Donald Trump, Ted Cruz and Bernie Sanders are energizing grassroots voters as the first balloting of the 2016 presidential race draws near. Yet the three maverick contenders are also alarming political operatives over the damage each could wreak on their own parties’ House candidates this November.
The worry is that each man’s take-no-prisoners appeals would alienate moderate voters in the two to three dozen competitive House races expected in seats from Florida to California, often in the suburbs. While it seems unlikely Republicans will lose House control, some in the GOP envision a serious dent in their current majority should Trump or Cruz be nominated, while Democrats worry that a Sanders candidacy would deflate their chances for sizable gains.
“Being able to talk passionately about democratic socialism may be a virtue,” said Rep. Steve Israel, D-N.Y., who formerly led House Democrats’ campaign organization and is backing Hillary Clinton for his party’s presidential nomination. “I’m not sure that resonates to swing voters in the suburbs and exurbs, and those are the districts we have to win to take back the House.”
An independent senator from Vermont, Sanders has dubbed his political philosophy democratic socialism and is surging among liberal and young voters with calls for universal health care and a broadside against income equality.
Cruz, a Texas Republican senator and unyielding conservative, is popular among evangelicals and tea party backers while Trump’s blunt assaults on all things establishment are resonating with working-class white voters, landing both amid the leaders of the GOP pack.
All three have found support among Americans disaffected with Washington and the economy. But while political professionals from both parties consider Trump’s ultimate performance with voters unpredictable, they think the trio’s appeal to key moderate voting blocs like suburban women could be weak. That would be bad news for House Republicans from swing districts if Trump or Cruz is nominated and for Democrats from such seats if Sanders is selected.
“His ideas are so far to the right, it makes it difficult for a swing district message to be coupled with that,” Tom Reynolds, a former House Republican from upstate New York who headed House GOP political operations, said of Cruz.
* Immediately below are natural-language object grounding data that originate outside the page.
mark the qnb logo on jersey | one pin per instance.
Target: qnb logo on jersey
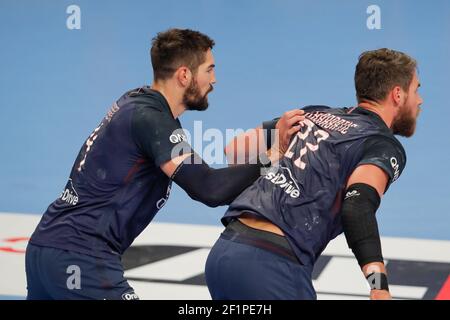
(161, 202)
(396, 167)
(130, 296)
(69, 195)
(177, 137)
(286, 183)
Reynolds’ advice to House candidates from such areas if Cruz or Trump wins the Republican nomination: “Define what you’re about so they identify you for what you are, even with all the atmospherics of what’s above you.”
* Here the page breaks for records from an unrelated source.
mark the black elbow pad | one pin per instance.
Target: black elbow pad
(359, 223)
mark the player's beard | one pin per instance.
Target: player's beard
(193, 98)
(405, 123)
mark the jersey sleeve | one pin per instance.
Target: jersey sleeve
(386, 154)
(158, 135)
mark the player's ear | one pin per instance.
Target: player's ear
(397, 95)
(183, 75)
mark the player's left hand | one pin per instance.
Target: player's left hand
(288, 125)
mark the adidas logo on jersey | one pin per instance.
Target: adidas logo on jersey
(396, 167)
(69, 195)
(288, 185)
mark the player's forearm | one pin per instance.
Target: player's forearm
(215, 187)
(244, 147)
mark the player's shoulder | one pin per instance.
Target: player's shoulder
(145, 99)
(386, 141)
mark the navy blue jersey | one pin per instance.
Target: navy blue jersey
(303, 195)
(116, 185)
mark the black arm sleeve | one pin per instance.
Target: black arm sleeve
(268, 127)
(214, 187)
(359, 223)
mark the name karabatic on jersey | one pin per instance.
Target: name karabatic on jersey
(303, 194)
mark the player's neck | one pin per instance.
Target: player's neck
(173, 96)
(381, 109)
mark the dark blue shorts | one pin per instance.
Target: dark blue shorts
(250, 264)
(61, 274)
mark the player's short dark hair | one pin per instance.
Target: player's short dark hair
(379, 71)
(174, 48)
Seemingly agreeing that House Republicans need to define an agenda, Speaker Paul Ryan, R-Wis., has said his chamber will map its own conservative priorities by the party’s July nominating convention.
Republicans control the House 247-188, including one vacant Ohio seat the GOP is certain to win, their biggest majority since 1930. That gives Democrats a good chance to recapture seats with the additional turnout of minority and younger voters expected in this presidential election year — an outcome they believe Trump or Cruz would enhance.
“Donald Trump and Ted Cruz have both shifted the conversation to the extreme right,” improving Democrats’ pick-up opportunities, said Rep. Ben Ray Lujan, D-N.M., who heads his party’s House campaign committee.
Roughly two-thirds of the contested districts are held by Republicans, including seats in the Chicago and Denver suburbs, South Florida, upstate New York and Texas. Democrats face tough fights to defend districts in Arizona; Omaha, Nebraska; New York’s Long Island; Sacramento, California and Florida.
House Democrats’ nervousness about Sanders seems tempered by doubts that he will best Clinton for the nomination, despite his recent surge in polls.
Even so, they concede they’d have to emphasize their differences with Sanders should he become their party’s pick to succeed President Barack Obama. They’re especially wary of his socialist label and his plan to broadly increase taxes to finance his proposal to broaden health coverage.
“We’re not Obama clones, we vote against him on a regular basis, and we’re certainly not socialists,” said Rep. Kurt Schrader, D-Ore., a leader of the 15-member Blue Dog Coalition of moderate House Democrats.
With Trump and Cruz atop many GOP presidential surveys, concerns are more widespread among Republicans. Though they say each party’s ever-improving use of computer-drawn congressional districts locks in most House seats and provides a firewall against a catastrophic loss, many concede that both men would pose dangers at the top of the ticket.
That’s especially true for Cruz, who helped steer the GOP into a losing 2013 government shutdown battle against Obama. That fight remains politically poisonous with moderate voters and House Republican freshmen who won 2014 elections in swing districts, in part, by opposing such tactics.
“He’s taken some votes on the extreme side, and that makes them a little bit concerned,” said Sarah Chamberlain, president of the Republican Main Street Partnership, which represents 72 congressional Republican pragmatists.
Many Republicans view Trump’s comments on Mexicans, Muslims and women as incendiary and potentially damaging in House swing districts. But they say it’s unclear whether that would be outweighed by the real estate billionaire’s celebrity and the attraction his brusque approach has had for disgruntled lower-earning voters.
“He’s said some very provocative statements, and obviously the campaigns are going to have to work through those,” said David Winston, a top consultant to House Republicans.